Otra fuente, que se dedica específicamente a traer del exterior dichas etiquetas, reconoció que el consumo está golpeado, pero aseguró que “la gente quiere tener cosas nuevas y esta es la oportunidad”. Agregó: “Hay que acostumbrarse a que es un mercado más chico”.
Gastón Manganiello, Chief Marketing Officer de Grupo IRSA, dijo a este medio: “Estamos viendo un cambio de paradigma: las marcas ya no toman decisiones mirando exclusivamente el consumo del momento, sino la proyección de largo plazo. Argentina empieza a recuperar previsibilidad operativa, y eso la vuelve a poner en el radar como una plaza estratégica dentro de Latinoamérica”.

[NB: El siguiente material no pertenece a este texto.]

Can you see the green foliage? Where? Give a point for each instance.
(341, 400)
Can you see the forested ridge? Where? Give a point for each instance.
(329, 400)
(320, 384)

Manganiello detalló que existen categorías todavía subdesarrolladas y consumidores muy conectados con tendencias globales, lo que abre una oportunidad clara de crecimiento. Destacó también que había una demanda latente que hoy se está logrando capturar.
Asimismo, subrayó que ingresar al mercado en este contexto tiene ventajas concretas: acceso a mejores ubicaciones, condiciones más competitivas y menor presión en el arranque.
Cecilia Carbajal, Gerente General de Carter’s Argentina, señaló: “A pesar de la retracción de las ventas a nivel local, observamos un consumidor argentino expectante, que detecta productos que antes no tenía y a precios muy competitivos”
A pesar de la retracción de las ventas a nivel local, observamos un consumidor argentino expectante, que detecta productos que quizás antes no tenía y a precios muy competitivos (Carbajal)
La marca de ropa para niños planea abrir 30 locales en los próximos 5 años, con una inversión proyectada de aproximadamente USD 10 millones. “En nuestro caso, la motivación para expandirnos viene de la mano de una alta demanda”, afirmó la ejecutiva.
Carbajal añadió: “Lo único que podría frenar ese fenómeno serían medidas restrictivas en cuanto a la importación, que nos impidan traer la colección completa y, por ende, brindar una oferta limitada o escasa”.